2013年の韓国映画。主人公の技能と作品コンセプトを示すアフリカを皮切りに、タイや朝鮮半島へ移動しながらアクションがくりひろげられる。

gyao.yahoo.co.jp

凄腕エージェントのチョルスだが、日常では夫の職業を知らない妻ヨンヒの尻にしかれていた。

朝鮮半島の融和を目指す北側の重要人物が謀殺され、タイにいる娘をねらって各国のスパイが動きだす。

もちろんチョルスも仲間とタイへ向かうが、ヨンヒが謎の美男子と浮気しているのを目撃する……

 

制作のトラブルから、助監督経験しかないイ・スンジュンが監督として抜擢されたという。

しかし大作スパイ映画らしいスケールをたもちつつ、そつなくまとめていて、韓国映画界の基盤の強固さを感じさせる。

予算を笑いに使い捨てるような実写映画は、日本なら『あぶない刑事』のようなバブル経済やその遺産が残っていた時期までしか制作できなかったろう。

 

主人公が男性自身の小ささで落ちこむのに対して、妻はロマンティックな体験という記憶を美化しつづけるコントラストが強烈。

けっこう人は死ぬし、銃撃戦や爆破やカーチェイスは現代の韓国映画らしい迫力だが、ほとんど血は流れず肉体も傷つかないので、気軽に見ていられる。3DCGと思われる飛行機やヘリに質感はないが、作品の雰囲気にあっているし、迫力優先の描写が楽しい。

複数勢力がいりみだれて戦うが、うまく整理していて理解しやすく、笑いの邪魔にならないのも良い。
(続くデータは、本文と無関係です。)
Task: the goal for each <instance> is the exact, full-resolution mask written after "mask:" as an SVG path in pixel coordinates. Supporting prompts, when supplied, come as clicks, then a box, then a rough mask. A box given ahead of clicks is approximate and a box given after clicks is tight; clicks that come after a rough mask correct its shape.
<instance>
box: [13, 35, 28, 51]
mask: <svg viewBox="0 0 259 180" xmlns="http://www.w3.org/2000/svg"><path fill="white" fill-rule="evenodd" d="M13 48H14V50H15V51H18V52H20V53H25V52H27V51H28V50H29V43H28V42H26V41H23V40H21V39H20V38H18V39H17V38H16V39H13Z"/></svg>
主人公の活躍が妻に足を引っぱられつづける偶然の連続も、敵の策略なのでご都合主義とは感じない。

事件の黒幕設定も、主人公の先輩が株取引で失敗していることが伏線的に作用して、資本主義テーマという納得感がある。

 

黒幕の裏に陰謀があったという展開はさすがにしつこさを感じたが、状況が動きつづけてアクション描写もバラエティがあり、ライトなエンタメとしては必要充分。ひまつぶしには最適な作品だと思う。